YUE has an internal swap primitive — Hong (buy a QING asset) and Hung (redeem a QING asset) — with a rate function that you won't find in any AMM textbook. It's a piecewise function keyed on a value called Mod, and it goes sharply against you when Mod drops below 777.

If you plan internal swaps without checking Mod, you can take surprise 10×–1000× slippage.

The numbers

From YUE.GetAssetRate:

Mod = AssetRate / (10 ** (decimals - 2))

if Mod < 777:
    Rate = Rate / ((777 - Mod) * 10 ** (decimals - 5))
# else: Rate is linear (unchanged before the if-check)
Term Meaning
AssetRate Rate read through the QING chain via GetMarketRate on the parent asset.
decimals The asset's decimals (usually 18).
Mod AssetRate scaled down to a comparable magnitude for the threshold check.
777 The floor. Below this, the piecewise branch activates.
(777 - Mod) Grows as Mod shrinks — denominator increases, so rate decreases.
10 ** (decimals - 5) Additional scaling factor in the penalty denominator.

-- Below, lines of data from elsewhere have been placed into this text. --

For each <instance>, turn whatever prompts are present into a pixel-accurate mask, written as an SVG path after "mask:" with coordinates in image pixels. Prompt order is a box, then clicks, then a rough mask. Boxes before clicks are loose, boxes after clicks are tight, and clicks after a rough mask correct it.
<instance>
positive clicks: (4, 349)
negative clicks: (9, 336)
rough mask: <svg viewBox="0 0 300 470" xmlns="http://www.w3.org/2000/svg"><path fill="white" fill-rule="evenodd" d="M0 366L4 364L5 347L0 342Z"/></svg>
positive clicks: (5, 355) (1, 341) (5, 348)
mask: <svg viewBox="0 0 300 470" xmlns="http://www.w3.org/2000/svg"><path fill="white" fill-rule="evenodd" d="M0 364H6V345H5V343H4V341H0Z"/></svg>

The piecewise formula means that at Mod = 776 the denominator is 1 * 10^13 (for 18-dec); at Mod = 700, it's 77 * 10^13. Each unit drop in Mod below 777 adds 10^(decimals - 5) to the denominator.

Source: YUE.

The play

  1. Always read GetAssetRate(Spend, Receive) before a swap. If the rate looks crazy low, you probably tripped the Mod < 777 branch.
  2. Pick pairs whose asset chain rates sit comfortably above 777. Newly launched tokens with low MarketRate often have Mod < 777; established tokens usually don't.
  3. (inferred) Swap in one direction at a time, not back-and-forth. Every Hong/Hung writes Hypobar/Epibar on your YUE per-QING. If that counter is what a future strategy reads, cycling leaves a bigger bar trail than you might want.
  4. Use IsValidAsset to check chain first. YUE.IsValidAsset traverses the QING chain until it finds the Integrative asset. If that traversal fails, your swap reverts, wasting gas.
  5. Chain-aware swaps. If you're swapping A → C and there's no direct rate, YUE walks the QING chain from A toward C, multiplying rates at each hop. The Mod < 777 penalty applies at each hop independently — a long chain with one weak link can tank the composite rate.

Worked example

Suppose you have 1000 units of asset A (18-dec) and want to convert to asset C via a 2-hop QING chain (A → B → C).

  • Hop 1: AssetRate(A, B) = 800 * 10^16. Mod = 800. 800 ≥ 777, no penalty. Rate unchanged.
  • Hop 2: AssetRate(B, C) = 776 * 10^16. Mod = 776. Penalty fires. Rate / ((777-776) * 10^13) = Rate / 10^13.

If the raw hop-2 rate was 1 * 10^18, the penalized rate is 1 * 10^5. You just lost 13 orders of magnitude on that hop.

Remedy: find a different path where both hops sit above 777, even if the "nominal" rate is lower.

Gotchas

  • decimals varies. The formula uses the token's declared decimals. For 6-dec tokens (rare in this ecosystem), 10 ** (decimals - 5) = 10, and the penalty per unit is much smaller. Don't assume 18-dec everywhere.
  • No slippage protection built into Hong/Hung directly. Unlike Uniswap, YUE doesn't take a minOut param — you compute the rate, then call the swap; the rate can change between calls if someone else mutates the market rate. Racing is a risk on newly listed tokens.
  • ExchangeRateNotFound reverts you, saving gas; InvalidPair means the asset chain doesn't terminate at the Integrative you requested. Handle both.
  • Hypobar / Epibar accumulate per-QING on React. Calling React(Qing) bumps those counters; Hong/Hung do not (they call Purchase/Redeem). If you want "bar bumps" for a strategy that reads them, explicitly React.
  • (inferred) Rate-modifier abuse is not clearly a thing. Bouncers can't set AssetRate directly; it's sourced upstream. But if you're the owner of a token in the chain, you can AddMarketRate and nudge the magnitude.